Rethink European Missile Defense
Within weeks of entering office, the next U.S. president will be confronted with dozens of pivotal choices. One of the most important will be whether to install untested missile defenses in eastern Europe to deal with an Iranian missile threat that does not exist.
The decision should be easy. Deployment should be deferred until the system is proven effective in realistic tests, allies are on board, and a new agreement with Russia delineates the size and capability of strategic missile defenses.
Yet, after years of partisan posturing on missiles and missile defense, few decisions on the subject have been rational or easy. For more than a decade, proponents of missile defense have hyped the threat of long-range missiles from the likes of Iran and North Korea and pushed for anti-missile systems that are not ready for prime time.
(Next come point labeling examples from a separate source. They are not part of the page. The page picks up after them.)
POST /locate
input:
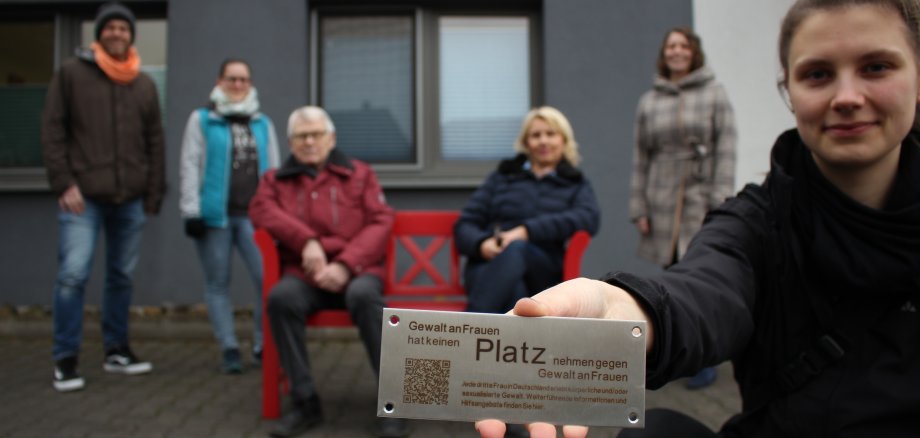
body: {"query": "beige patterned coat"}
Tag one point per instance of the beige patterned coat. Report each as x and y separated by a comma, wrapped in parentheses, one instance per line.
(685, 131)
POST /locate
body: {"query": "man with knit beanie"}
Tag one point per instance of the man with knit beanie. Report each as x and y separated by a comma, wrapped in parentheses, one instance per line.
(103, 149)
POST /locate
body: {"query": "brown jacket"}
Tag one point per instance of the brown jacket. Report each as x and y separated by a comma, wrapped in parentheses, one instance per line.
(104, 137)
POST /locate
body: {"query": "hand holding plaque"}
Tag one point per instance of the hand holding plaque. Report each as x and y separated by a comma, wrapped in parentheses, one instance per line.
(579, 298)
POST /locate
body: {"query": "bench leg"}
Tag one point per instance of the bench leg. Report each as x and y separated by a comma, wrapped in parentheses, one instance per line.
(271, 375)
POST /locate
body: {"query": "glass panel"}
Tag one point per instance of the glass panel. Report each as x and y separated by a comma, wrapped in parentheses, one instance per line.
(150, 42)
(26, 66)
(484, 85)
(366, 85)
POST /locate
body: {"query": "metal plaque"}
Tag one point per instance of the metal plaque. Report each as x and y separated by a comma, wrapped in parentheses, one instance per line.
(472, 366)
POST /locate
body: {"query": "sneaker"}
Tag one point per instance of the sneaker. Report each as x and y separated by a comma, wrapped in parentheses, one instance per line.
(65, 375)
(300, 418)
(232, 364)
(702, 379)
(122, 360)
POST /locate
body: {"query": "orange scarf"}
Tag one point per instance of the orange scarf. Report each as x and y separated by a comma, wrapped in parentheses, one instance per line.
(120, 72)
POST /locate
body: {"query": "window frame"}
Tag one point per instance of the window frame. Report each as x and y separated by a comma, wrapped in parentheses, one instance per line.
(430, 170)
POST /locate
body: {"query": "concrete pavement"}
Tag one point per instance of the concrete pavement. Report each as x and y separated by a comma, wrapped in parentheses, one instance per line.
(187, 396)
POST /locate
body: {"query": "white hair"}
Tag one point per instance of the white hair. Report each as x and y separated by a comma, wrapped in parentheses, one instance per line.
(309, 113)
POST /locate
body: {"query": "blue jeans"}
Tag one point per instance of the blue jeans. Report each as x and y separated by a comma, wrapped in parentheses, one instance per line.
(519, 271)
(215, 251)
(122, 224)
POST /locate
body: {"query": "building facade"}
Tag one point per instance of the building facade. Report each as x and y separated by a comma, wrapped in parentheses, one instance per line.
(431, 92)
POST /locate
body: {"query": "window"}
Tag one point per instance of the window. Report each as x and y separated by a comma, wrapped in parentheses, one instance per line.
(429, 97)
(33, 43)
(26, 66)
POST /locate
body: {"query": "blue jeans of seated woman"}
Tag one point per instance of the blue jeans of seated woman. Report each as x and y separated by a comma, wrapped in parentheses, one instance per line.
(215, 251)
(519, 271)
(122, 225)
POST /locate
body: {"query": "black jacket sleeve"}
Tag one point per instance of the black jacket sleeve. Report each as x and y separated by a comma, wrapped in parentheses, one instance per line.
(702, 308)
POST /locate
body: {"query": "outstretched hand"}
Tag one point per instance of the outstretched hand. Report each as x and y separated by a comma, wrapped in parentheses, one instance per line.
(578, 298)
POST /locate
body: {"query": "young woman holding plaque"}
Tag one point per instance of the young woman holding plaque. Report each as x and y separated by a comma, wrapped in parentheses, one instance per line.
(809, 282)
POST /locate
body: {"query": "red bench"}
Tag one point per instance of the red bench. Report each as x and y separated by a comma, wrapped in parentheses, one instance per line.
(402, 286)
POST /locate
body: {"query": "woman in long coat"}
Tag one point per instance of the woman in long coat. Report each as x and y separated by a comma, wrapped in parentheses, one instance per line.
(684, 159)
(684, 162)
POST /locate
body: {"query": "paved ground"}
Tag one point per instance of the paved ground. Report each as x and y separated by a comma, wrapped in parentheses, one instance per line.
(186, 396)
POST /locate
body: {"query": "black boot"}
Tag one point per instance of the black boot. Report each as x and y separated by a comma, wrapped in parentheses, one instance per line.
(301, 417)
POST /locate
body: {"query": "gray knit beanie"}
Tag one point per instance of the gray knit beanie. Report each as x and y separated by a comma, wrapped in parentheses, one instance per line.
(111, 11)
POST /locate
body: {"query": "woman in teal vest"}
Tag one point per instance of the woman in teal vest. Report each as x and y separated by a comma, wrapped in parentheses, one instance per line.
(226, 148)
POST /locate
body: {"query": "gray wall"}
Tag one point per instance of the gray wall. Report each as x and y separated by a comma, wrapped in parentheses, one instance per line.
(598, 59)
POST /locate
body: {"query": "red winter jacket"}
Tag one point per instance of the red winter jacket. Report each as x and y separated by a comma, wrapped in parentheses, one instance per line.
(342, 206)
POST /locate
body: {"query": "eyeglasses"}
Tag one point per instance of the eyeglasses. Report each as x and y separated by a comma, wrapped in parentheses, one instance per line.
(232, 79)
(304, 136)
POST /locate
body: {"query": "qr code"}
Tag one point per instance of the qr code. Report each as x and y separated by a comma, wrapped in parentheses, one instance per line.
(427, 381)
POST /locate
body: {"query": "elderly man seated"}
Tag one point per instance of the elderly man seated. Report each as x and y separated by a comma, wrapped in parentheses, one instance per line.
(328, 214)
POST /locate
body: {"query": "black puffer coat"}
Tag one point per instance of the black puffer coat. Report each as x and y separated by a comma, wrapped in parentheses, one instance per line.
(758, 287)
(552, 208)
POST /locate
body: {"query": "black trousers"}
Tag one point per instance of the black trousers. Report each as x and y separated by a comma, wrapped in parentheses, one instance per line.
(666, 423)
(290, 303)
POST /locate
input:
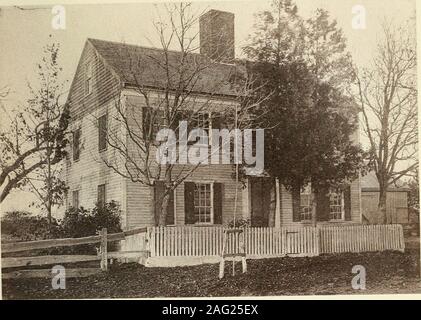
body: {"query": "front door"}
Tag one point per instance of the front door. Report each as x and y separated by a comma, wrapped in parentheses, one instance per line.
(260, 201)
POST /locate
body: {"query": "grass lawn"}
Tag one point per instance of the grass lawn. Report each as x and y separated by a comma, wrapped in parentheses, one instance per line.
(387, 272)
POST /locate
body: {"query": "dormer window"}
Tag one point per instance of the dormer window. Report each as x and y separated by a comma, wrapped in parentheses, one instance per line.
(88, 78)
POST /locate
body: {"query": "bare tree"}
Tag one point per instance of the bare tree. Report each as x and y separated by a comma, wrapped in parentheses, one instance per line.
(35, 143)
(388, 98)
(182, 96)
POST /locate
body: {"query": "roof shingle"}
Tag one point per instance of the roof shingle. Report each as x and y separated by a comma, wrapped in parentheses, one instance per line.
(137, 65)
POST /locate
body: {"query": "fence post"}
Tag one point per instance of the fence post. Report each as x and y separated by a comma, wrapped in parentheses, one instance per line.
(103, 249)
(317, 240)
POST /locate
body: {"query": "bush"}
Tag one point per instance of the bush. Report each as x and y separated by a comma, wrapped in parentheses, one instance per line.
(82, 223)
(77, 223)
(239, 223)
(23, 226)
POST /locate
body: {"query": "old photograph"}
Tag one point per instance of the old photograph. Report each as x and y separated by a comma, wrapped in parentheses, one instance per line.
(209, 149)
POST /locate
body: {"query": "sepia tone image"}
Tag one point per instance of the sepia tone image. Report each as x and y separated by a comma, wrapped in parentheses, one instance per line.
(209, 149)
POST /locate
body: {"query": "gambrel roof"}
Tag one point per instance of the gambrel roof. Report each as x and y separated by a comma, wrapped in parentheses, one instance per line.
(137, 65)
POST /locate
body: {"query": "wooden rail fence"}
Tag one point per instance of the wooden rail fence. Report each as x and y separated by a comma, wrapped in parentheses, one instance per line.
(191, 241)
(207, 241)
(103, 238)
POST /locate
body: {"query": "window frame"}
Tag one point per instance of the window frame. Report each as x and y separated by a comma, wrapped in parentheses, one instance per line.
(211, 204)
(334, 192)
(75, 192)
(79, 131)
(207, 129)
(342, 205)
(307, 192)
(101, 203)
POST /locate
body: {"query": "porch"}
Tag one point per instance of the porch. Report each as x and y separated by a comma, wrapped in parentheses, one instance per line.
(190, 245)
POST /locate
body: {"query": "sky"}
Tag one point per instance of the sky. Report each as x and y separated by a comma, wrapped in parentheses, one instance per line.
(24, 33)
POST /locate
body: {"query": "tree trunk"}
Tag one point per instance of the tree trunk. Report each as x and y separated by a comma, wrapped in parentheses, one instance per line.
(162, 221)
(164, 209)
(313, 209)
(382, 204)
(49, 187)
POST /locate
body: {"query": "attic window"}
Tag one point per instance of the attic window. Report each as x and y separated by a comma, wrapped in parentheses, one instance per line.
(88, 78)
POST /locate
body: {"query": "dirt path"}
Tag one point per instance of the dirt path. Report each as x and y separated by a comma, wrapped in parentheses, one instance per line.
(325, 275)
For instance, in 1998 an influential commission chaired by Donald Rumsfeld dismissed earlier intelligence findings and warned that any nation with a well-developed, Scud-based missile infrastructure would be able to flight-test a long-range missile within five years. A decade later, neither Iran nor North Korea have successfully flight-tested intermediate-range or long-range missiles.
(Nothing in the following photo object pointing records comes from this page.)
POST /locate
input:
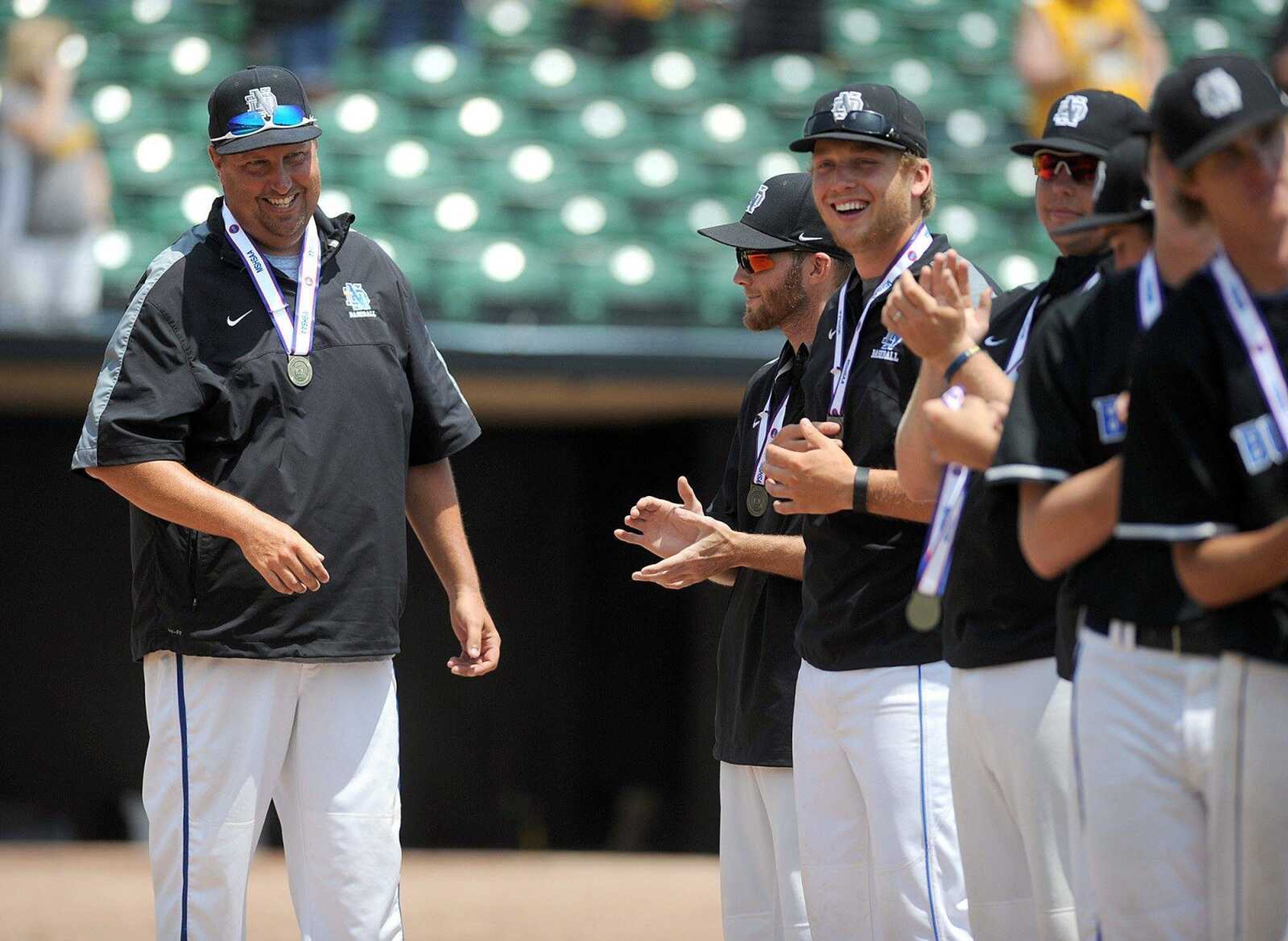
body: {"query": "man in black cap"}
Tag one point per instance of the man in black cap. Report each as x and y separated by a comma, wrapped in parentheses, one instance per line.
(1206, 462)
(272, 407)
(1144, 710)
(879, 846)
(788, 267)
(1009, 712)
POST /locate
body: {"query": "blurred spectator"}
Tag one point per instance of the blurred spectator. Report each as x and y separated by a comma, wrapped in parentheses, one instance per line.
(53, 183)
(625, 26)
(1280, 52)
(1063, 46)
(302, 35)
(779, 26)
(404, 22)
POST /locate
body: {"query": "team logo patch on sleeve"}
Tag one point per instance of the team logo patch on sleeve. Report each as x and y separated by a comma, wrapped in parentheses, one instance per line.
(1260, 445)
(1110, 427)
(889, 349)
(356, 298)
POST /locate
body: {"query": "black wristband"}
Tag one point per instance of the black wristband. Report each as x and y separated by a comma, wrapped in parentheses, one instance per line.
(960, 362)
(861, 490)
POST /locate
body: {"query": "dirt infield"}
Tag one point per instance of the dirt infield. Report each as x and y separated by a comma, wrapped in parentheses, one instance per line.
(102, 891)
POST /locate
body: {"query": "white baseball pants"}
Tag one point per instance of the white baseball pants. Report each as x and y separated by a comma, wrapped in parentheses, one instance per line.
(874, 805)
(1012, 756)
(1250, 801)
(1144, 744)
(760, 869)
(321, 742)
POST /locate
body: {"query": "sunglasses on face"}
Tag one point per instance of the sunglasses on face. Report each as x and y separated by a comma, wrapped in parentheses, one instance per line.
(754, 262)
(254, 121)
(1081, 167)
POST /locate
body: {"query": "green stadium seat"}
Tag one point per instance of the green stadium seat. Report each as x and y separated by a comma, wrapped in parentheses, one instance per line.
(361, 123)
(604, 129)
(432, 74)
(789, 84)
(552, 78)
(636, 284)
(672, 79)
(481, 125)
(659, 175)
(727, 133)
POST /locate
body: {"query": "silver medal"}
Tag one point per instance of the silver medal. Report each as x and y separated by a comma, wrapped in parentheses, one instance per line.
(299, 370)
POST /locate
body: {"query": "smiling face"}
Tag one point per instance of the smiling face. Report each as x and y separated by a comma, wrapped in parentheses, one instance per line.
(1063, 201)
(272, 192)
(1243, 187)
(867, 196)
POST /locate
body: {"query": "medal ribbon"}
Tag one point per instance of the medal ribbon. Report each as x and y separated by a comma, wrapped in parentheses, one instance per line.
(1149, 293)
(769, 431)
(1256, 339)
(297, 335)
(912, 250)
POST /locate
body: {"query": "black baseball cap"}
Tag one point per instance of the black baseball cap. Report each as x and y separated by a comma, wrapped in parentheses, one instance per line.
(1087, 121)
(1121, 191)
(869, 114)
(780, 217)
(258, 89)
(1209, 102)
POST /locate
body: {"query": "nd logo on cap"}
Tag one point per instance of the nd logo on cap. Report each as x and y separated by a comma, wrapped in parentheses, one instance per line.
(1073, 111)
(1218, 95)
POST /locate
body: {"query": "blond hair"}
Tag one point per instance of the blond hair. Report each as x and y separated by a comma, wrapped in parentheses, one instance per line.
(32, 48)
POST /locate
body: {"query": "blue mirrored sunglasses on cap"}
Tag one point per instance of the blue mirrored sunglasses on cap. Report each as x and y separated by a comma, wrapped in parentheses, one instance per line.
(254, 121)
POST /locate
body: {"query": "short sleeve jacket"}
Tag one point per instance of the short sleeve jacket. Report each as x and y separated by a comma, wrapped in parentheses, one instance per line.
(196, 374)
(1203, 455)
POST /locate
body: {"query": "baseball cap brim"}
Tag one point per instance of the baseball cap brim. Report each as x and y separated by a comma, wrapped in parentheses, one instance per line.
(1027, 149)
(742, 236)
(807, 145)
(1215, 142)
(1098, 221)
(271, 138)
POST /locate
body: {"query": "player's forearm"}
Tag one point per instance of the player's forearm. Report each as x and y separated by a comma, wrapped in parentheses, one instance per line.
(169, 491)
(435, 514)
(919, 473)
(1228, 569)
(779, 555)
(887, 497)
(1061, 526)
Rumsfeld’s report spurred missile defense acolytes to argue that testing and development of strategic missile defenses should no longer be constrained by the U.S.-Russian Anti-Ballistic Missile Treaty. Over Russian objections, Bush withdrew from the treaty in 2002. Since then, the administration has poured roughly $8 billion a year into the Pentagon’s Missile Defense Agency, conducted limited testing, and rushed a handful of ground-based strategic interceptors into Alaska and California ahead of the 2004 election.
In 2007 the administration announced plans for a new ground-based, long-range anti-missile system in Europe. It wants 10 interceptors in Poland and a new radar in the Czech Republic by around 2011. In response to sharp objections from Moscow, Bush has said the deployment is not intended to counter Russia and would be limited. Leaders in Moscow remain unconvinced, and Congress has withheld full funding until the interceptors can be proven to be effective and the host countries approve basing agreements.
Like Bush, presumptive Republican presidential nominee Sen. John McCain enthusiastically supports missile defense as a way to guard against rogue-state “blackmail.” He has gone even further and asserted that missile defenses also serve “to hedge against potential threats from strategic competitors like Russia and China.” The presumptive Democratic nominee, Sen. Barack Obama, has voiced doubts about the effectiveness of strategic anti-missile systems and called for a greater emphasis on more capable short- and medium-range interceptors. Neither has addressed the European missile defense issue directly.
No matter who enters the White House, a course correction on the European component of missile defense policy is in order. If it is not already clear, the next president will soon realize that the case presented for the system simply does not stand up.
Although intelligence assessments suggest that Iran’s nuclear program requires urgent diplomatic action, it is not predicted to have a long-range missile capability until 2015 or later. Even if Iran were to acquire and threaten the United States or its allies with nuclear-armed missiles, such aggression could be deterred by other means.
The new president also will learn that strategic missile defenses cannot be relied on to protect in a real-world crisis. The new, two-stage interceptor for the European site has not yet been built, let alone tested. An October report from the Pentagon’s Office of Operational Test and Evaluation recommends at least three flights tests, a process that could not even begin until 2009 and would take several years to complete.
Meanwhile, the Polish government is demanding that the United States pay for costly upgrades to Polish air- and short-range missile defenses to counter Russian targeting of the proposed anti-missile site. Although other NATO allies have agreed to discuss the U.S. missile defense proposal, many are skeptical and have not endorsed it.
An open-ended deployment made over Moscow’s objections would also seriously impede work with Russia on a range of other vitally important issues, including strategic arms reductions, the prevention of nuclear terrorism, and curbing Iran’s nuclear program. Instead of choosing this path, the next administration should take the time needed to reach a new agreement with Russia for missile defense cooperation and avoid renewed strategic conflict. The key will be to agree to firm limits on the number of strategic missile interceptors that might be deployed in eastern Europe and elsewhere, as well as to complete a long-delayed joint early-warning center to build confidence and avoid miscalculation.
After decades of spending, ambitious timetables, and overstated threat warnings, it is past time to restore reason to missile defense policy by deferring deployment of a new anti-missile site on Russia’s border that is unnecessary and imprudent.